Now, they refuse to back down. Every indication is that their plan for the future is doubling down on systemic violence. When the people rose up in record numbers against police in 2020, the ruling class backlash that continues to this day looks like increased investment in policing, the demonization of criminal justice reform, and the inception of dozens of Cop Cities across the country. As the climate crisis and the economic exploitation of Latin America creates more migrants and refugees, the dominant response from both parties has been increased policing of the border and a willingness to deport immigrants. And now, when a CEO is killed because his company denied people health care, there is not even one symbolic conciliatory gesture. Not one politician has mentioned increasing health care coverage or implementing universal care. Instead, we get a national manhunt and more “executive security.”
And the response has just begun. It appears to be a matter of time before the NYPD asks for more funding, and other departments request or even demand the same to protect the super-rich. The security of this class has always been the paramount purpose of policing, and now CEOs will get their protection while the rest of us get growing precarity. The underlying crises, the growing chasm of inequality, the cost of living – none of this can be examined. Maybe the ruling class knows that if they gave an inch we might take a mile, or maybe they’re simply too ruled by greed to offer a single concession. Or maybe they’re scared for their lives.
I don’t know how they see the world, but I do know that hyper-exploitation and the greed hardwired into this neoliberal capitalist system make anything that would require a reduction in profits almost impossible for the rich and powerful to entertain. And while they might not be willing to give an inch, we can take a mile anyway. We don’t have to accept that CEOs get all the resources, even in death, while millions of people struggle to pay rent, homelessness hits record highs, and most people have inadequate health care while paying more than any other nation on Earth for it. We don’t have to accept the violence of the status quo. We can organize and break out of this paradigm and build something radically different. If we don’t, the mass and mundane violence of this system will continue. Striking out in a new direction won’t be easy, but it’s certainly necessary. So let’s construct a society where we’re all safe and cared for, and where that privilege isn’t increasingly reserved for those who take our money and use it to pay for security details.

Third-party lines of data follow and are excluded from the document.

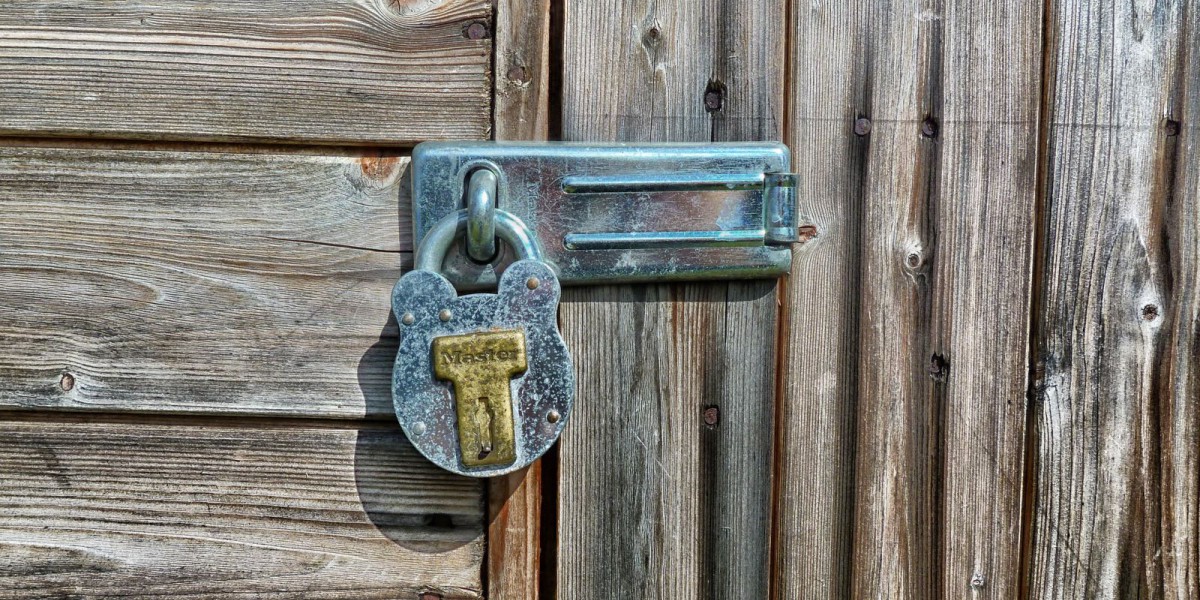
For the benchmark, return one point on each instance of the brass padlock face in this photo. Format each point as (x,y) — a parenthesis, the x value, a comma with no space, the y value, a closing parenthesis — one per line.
(481,367)
(481,330)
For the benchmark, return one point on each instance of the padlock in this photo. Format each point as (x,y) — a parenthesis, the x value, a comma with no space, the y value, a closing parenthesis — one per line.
(483,383)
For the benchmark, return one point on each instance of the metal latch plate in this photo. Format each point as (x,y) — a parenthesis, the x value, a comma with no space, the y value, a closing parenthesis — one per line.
(610,214)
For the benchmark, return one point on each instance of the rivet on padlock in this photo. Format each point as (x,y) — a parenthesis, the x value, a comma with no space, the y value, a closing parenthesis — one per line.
(483,383)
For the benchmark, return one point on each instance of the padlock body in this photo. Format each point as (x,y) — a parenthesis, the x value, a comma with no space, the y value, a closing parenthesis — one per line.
(438,402)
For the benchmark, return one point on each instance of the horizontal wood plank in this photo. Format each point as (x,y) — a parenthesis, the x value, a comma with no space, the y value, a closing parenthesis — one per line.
(147,510)
(199,282)
(316,71)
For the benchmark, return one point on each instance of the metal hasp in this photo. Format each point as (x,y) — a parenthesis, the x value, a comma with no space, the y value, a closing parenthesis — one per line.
(613,213)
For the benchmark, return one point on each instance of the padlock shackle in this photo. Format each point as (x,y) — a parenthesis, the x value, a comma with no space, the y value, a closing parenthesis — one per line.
(432,250)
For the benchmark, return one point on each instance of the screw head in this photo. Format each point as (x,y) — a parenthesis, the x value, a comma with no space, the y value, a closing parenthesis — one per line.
(477,30)
(862,126)
(929,127)
(519,75)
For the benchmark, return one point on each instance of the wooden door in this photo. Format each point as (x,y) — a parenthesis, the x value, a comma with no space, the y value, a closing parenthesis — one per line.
(978,381)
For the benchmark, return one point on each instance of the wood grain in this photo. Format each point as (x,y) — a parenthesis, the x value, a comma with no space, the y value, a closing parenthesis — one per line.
(521,113)
(522,70)
(213,510)
(654,501)
(199,282)
(1116,421)
(909,305)
(324,71)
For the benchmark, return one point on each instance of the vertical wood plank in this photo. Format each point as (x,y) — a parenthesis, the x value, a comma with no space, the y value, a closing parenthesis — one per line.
(816,450)
(654,499)
(985,227)
(909,305)
(1180,385)
(1116,423)
(522,111)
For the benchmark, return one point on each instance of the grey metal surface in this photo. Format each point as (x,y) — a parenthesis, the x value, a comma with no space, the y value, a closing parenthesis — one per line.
(481,215)
(442,237)
(541,396)
(427,306)
(617,213)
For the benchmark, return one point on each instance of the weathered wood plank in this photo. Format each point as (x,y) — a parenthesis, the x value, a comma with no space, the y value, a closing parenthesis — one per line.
(1116,423)
(983,270)
(917,125)
(665,472)
(199,282)
(521,113)
(321,71)
(820,348)
(522,70)
(216,510)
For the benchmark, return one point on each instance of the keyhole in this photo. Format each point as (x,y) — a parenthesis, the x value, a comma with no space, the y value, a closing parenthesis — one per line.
(486,420)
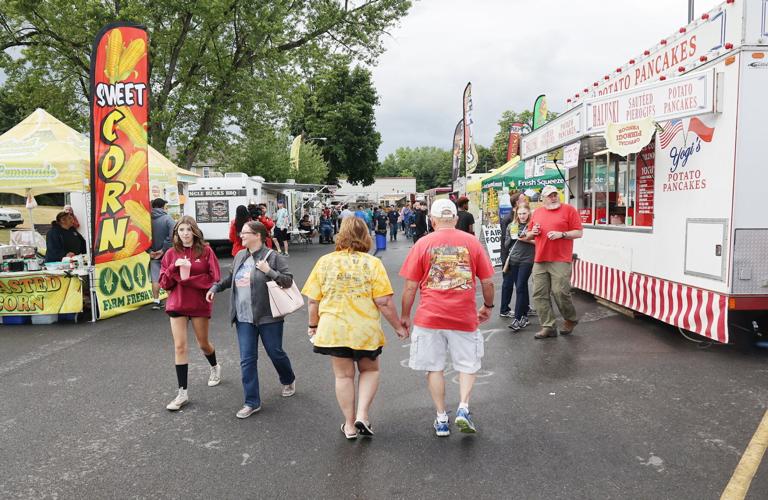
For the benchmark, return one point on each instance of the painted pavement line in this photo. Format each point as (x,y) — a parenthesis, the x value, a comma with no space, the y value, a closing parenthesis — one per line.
(738,486)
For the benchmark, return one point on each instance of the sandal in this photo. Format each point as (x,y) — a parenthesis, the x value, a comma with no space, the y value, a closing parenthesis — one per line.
(364,428)
(348,436)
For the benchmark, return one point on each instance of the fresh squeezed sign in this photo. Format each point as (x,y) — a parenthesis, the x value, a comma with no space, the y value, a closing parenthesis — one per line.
(684,96)
(699,38)
(563,130)
(492,236)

All those dystopian movies you watched as a kid, where some obscenely rich guy in his business tower dispenses life and death to whomever he wants with his private army, while his employees work like new-age plantation cotton pickers just to live in a mechanical closet? Yeah - that's where we've been heading now for decades.
Excellent article 👍 Of course the ultra rich are entitled to this. We "human capital" are merely here to serve and nothing more. We're the hosts for these parasitical ghouls who suck the life force from us from cradle to beyond the grave. I remember during COVID when Mitch McConnell called the human workforce "human capital". It shocked and appalled me. We're nothing more than a commodity... not living beings.
These corporate ghouls are soulless creatures who are drunk with power, entitlement and sick with greed. Whoever this assassin is he's a hero to the little people. A modern Robin Hood of Elysium.